Spesso ci si imbatte in articoli che consigliano di evitare il latte e i latticini perché contengono il lattosio, perché gli intolleranti a questo tipo di zucchero sarebbero “in continuo aumento”, il che dimostrerebbe la sua dannosità per la salute. In realtà, la prospettiva storica rispetto a questo fenomeno va completamente ribaltata. Se è vero che, a seconda delle zone del mondo, la percentuale di intolleranti al lattosio può arrivare a essere molto alta, o può conoscere dei trend di progressivo aumento, bisogna considerare che nel frattempo in altre parti del mondo ci sono ampie comunità in cui la maggior parte delle persone può bere latte tranquillamente.
L’errore che si commette è prendere un parametro europeo, dove la persistenza della lattasi è piuttosto alta, e farne un modello di confronto con altre situazioni su scala globale. «In Europa la persistenza della lattasi è la situazione comune – spiega il chimico e divulgatore Dario Bressanini – con punte dell’89-96 per cento in Scandinavia e nelle isole Britanniche e percentuali via via più basse andando verso sud, toccando solo il 15 per cento in Sardegna. È interessante anche notare come in quei paesi il consumo di latte fresco sia culturalmente visto come simbolo di un’alimentazione sana e nutriente».

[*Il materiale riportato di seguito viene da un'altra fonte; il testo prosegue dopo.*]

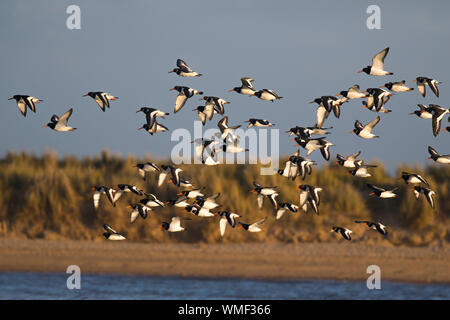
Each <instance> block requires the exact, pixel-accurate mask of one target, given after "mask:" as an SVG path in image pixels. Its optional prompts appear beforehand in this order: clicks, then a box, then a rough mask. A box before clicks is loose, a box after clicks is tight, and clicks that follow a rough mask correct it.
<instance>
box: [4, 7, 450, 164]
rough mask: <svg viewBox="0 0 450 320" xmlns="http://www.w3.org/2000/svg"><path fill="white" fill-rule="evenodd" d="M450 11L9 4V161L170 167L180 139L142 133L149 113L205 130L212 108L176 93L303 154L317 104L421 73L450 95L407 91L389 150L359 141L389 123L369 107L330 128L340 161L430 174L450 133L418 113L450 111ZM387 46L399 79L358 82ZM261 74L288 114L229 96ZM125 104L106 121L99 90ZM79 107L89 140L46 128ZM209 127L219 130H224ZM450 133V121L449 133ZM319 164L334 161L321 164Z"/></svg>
mask: <svg viewBox="0 0 450 320" xmlns="http://www.w3.org/2000/svg"><path fill="white" fill-rule="evenodd" d="M70 4H76V5H79V6H80V8H81V30H68V29H67V28H66V19H67V17H68V15H67V14H66V8H67V6H68V5H70ZM371 4H377V5H379V6H380V8H381V27H382V29H381V30H368V29H367V28H366V19H367V17H368V15H367V14H366V8H367V6H368V5H371ZM449 7H450V4H449V3H448V2H444V1H433V2H431V3H427V2H424V1H395V2H392V1H391V2H387V1H377V2H365V1H358V2H355V1H339V2H331V1H314V2H308V3H302V2H299V1H280V2H274V1H242V0H241V1H221V2H218V1H189V2H188V1H127V2H125V1H73V2H72V1H56V0H53V1H49V0H47V1H32V2H31V1H2V2H1V4H0V8H1V10H0V19H1V28H0V40H1V43H2V57H1V59H0V68H1V72H0V84H1V85H0V97H2V98H1V99H0V101H1V109H0V135H1V137H2V138H1V143H0V154H1V155H4V154H5V153H6V152H7V151H9V150H17V151H22V150H27V151H30V152H34V153H36V154H41V153H42V152H43V151H44V150H45V149H46V148H47V149H53V150H56V151H57V152H58V153H59V154H60V155H67V154H70V155H77V156H85V155H93V154H97V153H99V152H100V151H101V150H102V149H105V148H107V149H109V150H110V151H111V152H113V153H121V154H123V155H126V154H136V155H139V156H142V155H145V154H150V155H153V156H157V157H166V156H169V154H170V150H171V147H172V146H173V145H174V144H175V143H174V142H171V140H170V134H171V131H169V132H166V133H162V134H157V135H154V136H150V135H149V134H147V133H146V132H143V131H142V130H141V131H138V130H137V128H139V127H140V126H142V124H143V123H144V117H143V115H142V114H139V113H138V114H136V110H137V109H138V107H140V106H143V105H149V106H153V107H158V108H161V109H163V110H167V112H170V113H171V115H170V116H169V117H168V118H167V119H166V120H161V122H162V123H163V124H164V125H166V126H167V127H169V129H176V128H187V129H189V130H193V120H196V119H197V116H196V113H195V112H193V111H191V110H192V109H193V108H195V107H197V106H198V105H200V104H201V101H199V100H198V99H199V97H198V96H196V97H195V98H192V99H190V100H188V102H187V104H186V106H185V107H184V108H183V109H182V110H181V111H180V112H178V113H177V114H175V115H173V105H174V102H175V97H176V94H175V92H173V91H169V89H170V88H172V87H173V86H175V85H186V86H191V87H194V88H196V89H199V90H203V91H204V92H205V93H206V94H207V95H214V96H220V97H223V98H224V99H226V100H228V101H230V102H231V104H229V105H227V106H226V114H227V115H228V116H229V117H230V122H231V123H232V124H234V123H243V121H245V120H247V119H249V118H250V117H255V118H265V119H268V120H270V121H271V122H273V123H275V124H276V128H279V129H280V153H281V154H288V153H292V152H294V151H295V148H294V143H293V142H291V141H289V137H288V136H287V135H286V134H284V133H283V132H284V131H285V130H287V129H289V128H290V127H293V126H295V125H300V126H310V125H313V124H314V122H315V107H313V105H310V104H308V102H309V101H311V100H312V99H313V98H316V97H319V96H322V95H334V94H336V93H338V92H339V91H341V90H346V89H347V88H348V87H350V86H352V85H353V84H359V85H360V86H361V88H362V89H366V88H368V87H375V86H380V85H383V84H384V83H385V82H388V81H399V80H407V83H408V84H409V85H411V86H412V85H414V83H413V82H411V80H412V79H415V78H416V77H417V76H419V75H423V76H429V77H432V78H435V79H438V80H440V81H442V82H443V84H442V85H440V91H441V96H440V98H436V97H435V96H434V95H433V94H431V91H430V90H428V93H427V96H426V98H423V97H422V96H420V95H419V93H418V92H417V89H416V90H414V91H413V92H410V93H404V94H396V95H395V96H394V97H392V99H391V101H389V103H388V106H387V107H388V108H389V109H392V110H393V112H392V113H390V114H387V115H385V114H381V118H382V119H381V122H380V123H379V124H378V125H377V127H376V128H375V133H377V134H378V135H380V137H381V138H380V139H376V140H371V141H368V140H363V139H360V138H358V137H356V136H354V135H350V134H348V132H349V131H350V130H352V129H353V123H354V121H355V120H356V119H358V120H360V121H361V122H362V123H367V122H368V121H370V120H372V119H374V118H375V117H376V114H375V113H373V112H370V111H368V110H361V109H360V107H361V100H354V101H351V102H350V103H347V104H345V105H344V106H343V107H342V114H341V118H340V119H335V118H334V117H333V116H330V118H329V119H328V120H327V122H326V123H325V126H334V129H333V130H332V132H333V133H332V135H330V136H329V140H330V141H332V142H333V143H334V144H335V145H336V146H335V147H334V148H332V156H333V158H334V157H335V154H336V153H341V154H349V153H353V152H356V151H358V150H362V151H363V158H364V159H380V160H382V161H384V162H385V163H386V164H387V166H388V167H389V168H394V167H395V166H397V165H399V164H400V163H412V164H425V163H426V162H425V158H426V157H428V153H427V146H428V145H432V146H434V147H435V148H436V149H437V150H438V151H440V152H441V153H450V144H449V141H450V140H449V139H450V134H448V133H446V132H443V133H441V134H440V135H439V136H438V137H437V138H435V137H433V135H432V132H431V122H430V121H427V120H422V119H419V118H417V117H415V116H411V115H408V113H410V112H412V111H413V110H415V109H416V108H417V103H423V104H430V103H434V104H439V105H441V106H444V107H449V106H448V101H449V100H448V96H449V95H448V90H447V86H448V85H450V81H449V80H448V79H449V75H450V70H449V69H450V65H449V64H448V62H447V59H448V55H449V50H450V43H449V42H448V39H450V37H449V33H450V19H449V18H450V10H449V9H450V8H449ZM385 47H390V52H389V54H388V56H387V58H386V61H385V67H386V70H388V71H391V72H393V73H394V75H393V76H390V77H369V76H367V75H366V74H362V73H361V74H358V73H357V71H358V70H360V69H361V68H362V67H364V66H366V65H369V64H370V61H371V58H372V56H373V55H374V54H375V53H377V52H378V51H380V50H381V49H383V48H385ZM177 58H182V59H184V60H185V61H186V62H187V63H188V64H189V65H191V66H192V67H193V68H194V69H195V70H197V71H198V72H201V73H203V74H204V76H202V77H200V78H181V77H178V76H176V75H175V74H173V73H172V74H168V71H169V70H171V69H172V68H174V67H175V62H176V59H177ZM243 76H251V77H253V78H254V79H255V82H254V86H255V87H256V88H258V89H262V88H269V89H274V90H275V91H276V92H278V93H279V94H280V95H281V96H283V97H284V99H282V100H281V101H277V102H276V103H271V102H266V101H262V100H259V99H257V98H254V97H253V98H248V97H246V96H242V95H238V94H237V93H229V92H227V90H229V89H231V88H233V87H235V86H238V85H239V84H240V81H239V79H240V78H241V77H243ZM98 90H99V91H101V90H103V91H107V92H109V93H111V94H113V95H116V96H118V97H119V98H120V99H119V100H118V101H113V102H112V103H111V109H109V110H107V111H106V112H105V113H103V112H101V110H100V109H99V108H98V106H97V105H96V104H95V102H94V101H93V100H92V99H91V98H89V97H85V98H83V97H81V96H82V95H83V94H85V93H87V92H88V91H98ZM14 94H29V95H32V96H35V97H38V98H41V99H43V100H44V102H42V103H41V104H39V105H37V113H36V114H32V113H30V112H29V113H28V115H27V117H26V118H24V117H23V116H22V115H21V114H20V113H19V111H18V109H17V107H16V105H15V104H14V102H13V101H8V100H7V99H8V98H9V97H11V96H12V95H14ZM70 107H73V108H74V113H73V115H72V118H71V119H70V122H69V124H71V125H73V126H74V127H77V128H78V130H77V131H75V132H72V133H67V134H62V133H57V132H53V131H52V130H50V129H48V128H42V127H41V126H42V125H43V124H46V123H47V122H48V120H49V119H50V117H51V115H53V114H58V115H60V114H62V113H64V112H65V111H67V110H68V109H69V108H70ZM219 119H220V118H219V117H215V118H214V119H213V121H212V122H208V128H209V127H214V126H215V125H216V123H217V121H218V120H219ZM446 125H448V124H447V122H446ZM312 158H313V159H316V160H320V163H321V162H322V159H321V155H320V154H319V153H317V154H316V153H314V154H313V155H312Z"/></svg>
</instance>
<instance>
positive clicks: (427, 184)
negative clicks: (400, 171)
mask: <svg viewBox="0 0 450 320" xmlns="http://www.w3.org/2000/svg"><path fill="white" fill-rule="evenodd" d="M399 179H403V181H405V183H406V184H419V183H424V184H426V185H427V186H429V184H428V182H427V181H426V180H425V179H424V178H423V177H422V176H421V175H419V174H416V173H408V172H406V171H402V176H401V177H400V178H399Z"/></svg>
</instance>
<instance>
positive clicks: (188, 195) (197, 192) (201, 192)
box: [178, 188, 204, 199]
mask: <svg viewBox="0 0 450 320" xmlns="http://www.w3.org/2000/svg"><path fill="white" fill-rule="evenodd" d="M201 190H202V189H200V188H198V189H192V190H185V191H181V192H180V193H178V195H179V196H185V197H187V198H189V199H195V198H196V197H198V196H200V197H203V196H204V194H203V193H202V192H201Z"/></svg>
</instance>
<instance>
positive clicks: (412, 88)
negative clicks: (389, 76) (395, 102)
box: [380, 80, 414, 92]
mask: <svg viewBox="0 0 450 320" xmlns="http://www.w3.org/2000/svg"><path fill="white" fill-rule="evenodd" d="M380 88H387V89H389V90H391V91H392V92H408V91H413V90H414V89H413V88H410V87H408V86H407V85H406V80H402V81H398V82H388V83H386V84H385V85H384V86H381V87H380Z"/></svg>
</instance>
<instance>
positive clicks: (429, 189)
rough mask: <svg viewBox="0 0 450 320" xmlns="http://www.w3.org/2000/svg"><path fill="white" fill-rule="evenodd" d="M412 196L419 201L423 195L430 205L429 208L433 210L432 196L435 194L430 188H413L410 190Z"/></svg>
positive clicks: (433, 206) (416, 187) (420, 187)
mask: <svg viewBox="0 0 450 320" xmlns="http://www.w3.org/2000/svg"><path fill="white" fill-rule="evenodd" d="M412 190H413V192H414V195H415V197H416V199H419V197H420V194H423V195H424V196H425V198H426V199H427V201H428V203H429V204H430V206H431V208H433V209H434V199H433V196H435V195H436V192H434V191H433V190H431V189H430V188H426V187H421V186H414V187H413V188H412Z"/></svg>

Prima di proseguire, una piccola digressione su che cos’è l’intolleranza al lattosio, basata su quanto scritto sul sito dell’Istituto superiore di sanità, Issalute.it. Il lattosio è uno zucchero contenuto in tutti i tipi di latte animale (anche quello umano), che per essere digerito (ovvero scomposto negli zuccheri semplici glucosio e galattosio) ha bisogno di un enzima (una proteina), che si chiama lattasi. Tale enzima è presente in tutti i neonati (salvo rare eccezioni) e serve a digerire il latte materno. Durante la crescita, di solito, va scomparendo, impedendo all’organismo di operare questa scissione. Il risultato è che, negli adulti con un deficit di lattasi, il lattosio arriva in dosi eccessive nell’intestino, la cui flora batterica non riesce ad assorbirlo, dando luogo a spiacevoli effetti collaterali quali gonfiore e diarrea. Questo fenomeno è ciò che oggi chiamiamo intolleranza al lattosio (che si differenzia dall’allergia, che invece chiama in causa il sistema immunitario), e in diversa misura interessa globalmente la maggioranza della razza umana (si parla del 65 per cento delle persone). L’intolleranza può presentarsi con diversi livelli di gravità, a seconda della quantità di lattosio ingerita e del livello di deficit dell’enzima.
Per informazioni più precise vi invitiamo a consultare il sito Issalute (qui e qui). Inoltre, se sospettate di essere intolleranti al lattosio, l’invito è sempre a consultare il vostro medico di base: sarà lui a suggerire eventuali test di accertamento e strategie di cura.
Tornando agli aspetti evolutivi, gli studi sui nostri predecessori suggeriscono che, per la maggior parte del periodo di vita dell’uomo sulla terra, la scomparsa della lattasi sia stata la norma. Le prime tracce di una mutazione genetica che permettesse lo sviluppo di individui “lattasi persistenti” risale solo a circa 10mila anni fa. Trattandosi di un aspetto cromosomico, si scopre quindi che l’insorgere dell’intolleranza al lattosio non ha nulla a che fare con il consumo di latte e suoi derivati. Quest’ultimo sarà semplicemente il mezzo che fa emergere i sintomi dell’intolleranza, che dunque andrà affrontata con una variazione della dieta.
Le mutazioni genetiche, avvenute in maniera casuale e indipendente l’una dalle altre in diverse aree del mondo, hanno dato ciò che si definisce un “vantaggio evolutivo” agli individui che le possedevano. In un periodo in cui la vita era molto più complicata di ora, poter bere e assimilare il latte anche da adulti garantiva maggiori possibilità di sopravvivenza. Con la riproduzione, la mutazione si è diffusa soprattutto nelle popolazioni in cui la pastorizia aveva un ruolo centrale nella cultura e nell’alimentazione. Questo spiega dunque come mai in Africa e in Asia le zone e le etnie con una lunga storia di pastorizia arrivino a percentuali di persistenza della lattasi anche del 92 per cento. Occorre dunque ribaltare la prospettiva e accettare che il trend da seguire non è il presunto aumento di intolleranti al lattosio in limitate aree geografiche, ma l’incremento di individui “lattasi persistenti” tra homo sapiens.